Seidl garantiert, daß allen gezeigten Tieren tatsächlich Gewalt angetan wurde; man darf dabei sein beim Ausspähen und Erschießen, beim Gruppenfoto mit Kadaver, beim Abtransport mit dem Kranwagen, bei der Häutung, Entweidung und Zerlegung, und zu guter Letzt sieht man noch dem schwarzen Gutsdiener bei der Resteverwertung zu, als er der Regie folge leistend mit starrem Blicke in die Kamera auf einem Knochen nagt. Dazwischen horcht man, zu allerlei erheiterndem Ekel, den stilisiert unter gestopften Tierköpfen gefilmten Aussagen der Jagdgäste zu, wie sie ihre orgasmischen Gefühle nach dem Abschuß beschreiben oder erklären, wie die Tötung Einzelner den Tieren insgesamt hilft, man erwische ja ohnehin nur die alten und schwachen.

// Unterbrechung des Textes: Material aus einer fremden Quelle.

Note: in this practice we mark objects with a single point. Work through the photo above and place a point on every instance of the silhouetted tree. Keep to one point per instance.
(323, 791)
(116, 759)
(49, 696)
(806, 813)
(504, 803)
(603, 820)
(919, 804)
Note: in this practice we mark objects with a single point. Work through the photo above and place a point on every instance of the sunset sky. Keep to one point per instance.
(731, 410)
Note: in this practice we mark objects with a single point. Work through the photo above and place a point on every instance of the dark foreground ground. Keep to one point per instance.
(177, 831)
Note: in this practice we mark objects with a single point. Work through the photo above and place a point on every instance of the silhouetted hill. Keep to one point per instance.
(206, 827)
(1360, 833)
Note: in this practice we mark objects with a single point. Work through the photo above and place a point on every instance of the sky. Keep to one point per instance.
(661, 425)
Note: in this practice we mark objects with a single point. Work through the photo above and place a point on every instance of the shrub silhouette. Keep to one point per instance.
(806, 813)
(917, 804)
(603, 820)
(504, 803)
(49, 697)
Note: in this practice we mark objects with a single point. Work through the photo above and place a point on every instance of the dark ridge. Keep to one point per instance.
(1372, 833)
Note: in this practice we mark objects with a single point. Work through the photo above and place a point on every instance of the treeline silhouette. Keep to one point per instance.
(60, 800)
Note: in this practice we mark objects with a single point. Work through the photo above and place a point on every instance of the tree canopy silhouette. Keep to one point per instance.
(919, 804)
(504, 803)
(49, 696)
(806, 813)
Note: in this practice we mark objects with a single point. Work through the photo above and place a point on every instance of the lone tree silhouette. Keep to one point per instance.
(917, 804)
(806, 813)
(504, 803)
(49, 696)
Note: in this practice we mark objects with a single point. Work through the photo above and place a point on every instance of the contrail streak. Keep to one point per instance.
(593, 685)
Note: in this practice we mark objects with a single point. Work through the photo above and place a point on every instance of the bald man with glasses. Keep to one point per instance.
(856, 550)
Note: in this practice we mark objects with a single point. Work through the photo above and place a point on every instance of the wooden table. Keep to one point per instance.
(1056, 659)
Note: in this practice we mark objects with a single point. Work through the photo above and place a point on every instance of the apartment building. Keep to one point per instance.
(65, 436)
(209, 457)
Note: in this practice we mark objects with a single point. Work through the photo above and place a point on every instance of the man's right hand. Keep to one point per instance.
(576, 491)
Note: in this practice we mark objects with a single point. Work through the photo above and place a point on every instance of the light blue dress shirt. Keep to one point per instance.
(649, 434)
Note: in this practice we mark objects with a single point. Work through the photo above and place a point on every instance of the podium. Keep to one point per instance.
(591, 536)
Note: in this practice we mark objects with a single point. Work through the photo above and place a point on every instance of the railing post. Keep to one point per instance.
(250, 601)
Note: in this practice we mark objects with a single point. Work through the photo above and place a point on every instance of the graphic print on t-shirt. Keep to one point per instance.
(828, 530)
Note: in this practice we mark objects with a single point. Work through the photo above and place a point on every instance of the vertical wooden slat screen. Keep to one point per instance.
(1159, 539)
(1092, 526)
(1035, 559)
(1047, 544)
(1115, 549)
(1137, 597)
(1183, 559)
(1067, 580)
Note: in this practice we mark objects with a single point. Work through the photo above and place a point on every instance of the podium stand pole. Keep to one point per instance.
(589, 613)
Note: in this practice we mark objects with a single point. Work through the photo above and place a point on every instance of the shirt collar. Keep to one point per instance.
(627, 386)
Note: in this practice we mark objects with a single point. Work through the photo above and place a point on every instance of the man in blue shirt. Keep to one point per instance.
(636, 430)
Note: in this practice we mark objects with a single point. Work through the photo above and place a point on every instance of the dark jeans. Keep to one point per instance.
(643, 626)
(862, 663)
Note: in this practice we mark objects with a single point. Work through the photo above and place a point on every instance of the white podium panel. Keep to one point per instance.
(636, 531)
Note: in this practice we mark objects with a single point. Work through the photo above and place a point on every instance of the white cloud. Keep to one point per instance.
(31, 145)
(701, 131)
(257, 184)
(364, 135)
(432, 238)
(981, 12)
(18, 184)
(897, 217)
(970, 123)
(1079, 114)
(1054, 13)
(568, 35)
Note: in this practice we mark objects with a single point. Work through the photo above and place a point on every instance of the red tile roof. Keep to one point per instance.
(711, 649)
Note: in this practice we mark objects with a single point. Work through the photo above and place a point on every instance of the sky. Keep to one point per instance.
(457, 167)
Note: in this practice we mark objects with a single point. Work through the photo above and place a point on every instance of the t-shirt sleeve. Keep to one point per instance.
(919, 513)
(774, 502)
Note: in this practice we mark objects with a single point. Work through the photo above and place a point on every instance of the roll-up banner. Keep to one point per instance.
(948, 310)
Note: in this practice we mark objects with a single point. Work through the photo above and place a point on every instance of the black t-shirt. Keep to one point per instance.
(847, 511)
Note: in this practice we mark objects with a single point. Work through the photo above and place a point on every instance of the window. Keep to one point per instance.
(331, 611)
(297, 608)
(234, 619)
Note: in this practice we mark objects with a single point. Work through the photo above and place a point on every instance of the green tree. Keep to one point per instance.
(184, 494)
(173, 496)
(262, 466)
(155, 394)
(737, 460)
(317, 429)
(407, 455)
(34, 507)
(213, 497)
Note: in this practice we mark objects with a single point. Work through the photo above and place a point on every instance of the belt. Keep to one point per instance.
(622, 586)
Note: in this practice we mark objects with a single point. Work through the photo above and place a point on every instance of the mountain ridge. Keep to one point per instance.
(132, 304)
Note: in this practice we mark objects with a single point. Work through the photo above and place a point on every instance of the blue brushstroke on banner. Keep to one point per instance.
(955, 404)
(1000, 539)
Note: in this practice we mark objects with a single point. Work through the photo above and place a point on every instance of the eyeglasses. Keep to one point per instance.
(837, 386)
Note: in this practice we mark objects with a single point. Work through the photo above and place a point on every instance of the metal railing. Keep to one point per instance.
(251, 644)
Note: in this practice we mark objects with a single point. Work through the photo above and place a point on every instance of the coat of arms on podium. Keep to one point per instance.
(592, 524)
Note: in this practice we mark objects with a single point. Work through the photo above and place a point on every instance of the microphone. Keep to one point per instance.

Max Moor, der früher mal Dieter hieß und im Film nicht vorkommt, ihn aber anmoderieren darf, sagt es so: Man fühle sich immer schlecht nach einem Ulli Seidl Film und zugleich als besserer Mensch; immerhin sei man nicht so schlecht wie die im Film. Als rechter Karnivore aber darf die Wildjagd in der Steppe nicht erschüttern. Fleisch ist lecker, und immerhin wird voll verwertet: Es gibt eine Trophäe für die Wand, einen neuen Teppich aus Echtfell und massig Mahlzeit auf den Tisch. Verkommen tut nichts, auch kein Filmmaterial - Seidl zeigt alles, was er hat, ruhig, sicher, erfahren. Ganz schnell steckt man drin im Geschehen und kann nicht mehr wegdenken. Der Sog der Widerwart ist stark in SAFARI.

Empörung darüber, daß man das Tier töten muß, bevor man es essen kann, ist freilich schwer geheuchelt. Unbedarft anstoßen möge man sich hingegen an der Wollust und dümmlichen Rationalisierung, welche die Akteure dem Akt entgegenbringen. Was Seidls Subjekte, die Safaristen, zu dieser Diskussion und ihrer Darstellung im Film nach dessen Sichtung beizutragen hätten, will ein Zuschauer wissen. Seidl: »Diese Menschen haben dazu nichts zu sagen. Weder die Schwarzen noch die Weißen.«

Also: Der fette Weiße will Fleischfresser sein, sich aber nicht die Finger beschmutzen. Ein paar intellektuelle Fußgänger werden steif/feucht dabei, wenn sie eben jenes tun dürfen. Ein Regisseur mit feinem Händchen dreht zu unser aller Belustigung einen Betroffenheitsporno darüber. Klassische Win-Win-Win-Situation.